Highly skilled workers don't want to move to Auckland, and the city's workers are fleeing to the regions in search of a better life, a survey has found.

Employers say decreased productivity, increased sickness and difficulties finding staff are the results of Auckland's housing crisis, according to a survey by recruitment agency Frog Recruitment.

The company questioned senior managers of nearly 40,000 employees across 25 Auckland-based businesses from multiple sectors, including finance, media, property and food.

Spokeswoman Jane Kennelly said the majority of managers surveyed had serious concerns about the impact Auckland's high cost of living had on their ability to retain staff, and on employees' performance.

House prices in Auckland are about nine times higher than average incomes, according to recent estimates.

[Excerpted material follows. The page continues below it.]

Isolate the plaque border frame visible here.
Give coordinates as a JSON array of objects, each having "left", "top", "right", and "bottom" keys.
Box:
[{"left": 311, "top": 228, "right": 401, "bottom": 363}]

The survey found a growing number of workers were forced to rent instead of buy houses, which led to decreased productivity from frequent shifting, and sickness from inadequate housing.

"Employers reported that housing affordability, renting and the impact of those issues on performance was a very common conversation held around the water cooler," said Ms Kennelly.

Managers also had trouble attracting new skilled workers from outside Auckland.

"Many won't or can't come to Auckland as they know they won't be able to afford to live here, which impacts on skill levels within companies," she said,

"Conversely, we are losing highly skilled Aucklanders to other regions in the country to pursue a better work-life balance."

The survey revealed workplace morale was being sorely tested as frustrated employees arrived at work stressed from traffic delays, and increased dependence on public transport often made workers late to work.

About two-thirds of employers surveyed had introduced measures to mitigate the problem such as flexible start times outside traffic rush hours, remote work arrangements or commuting allowances.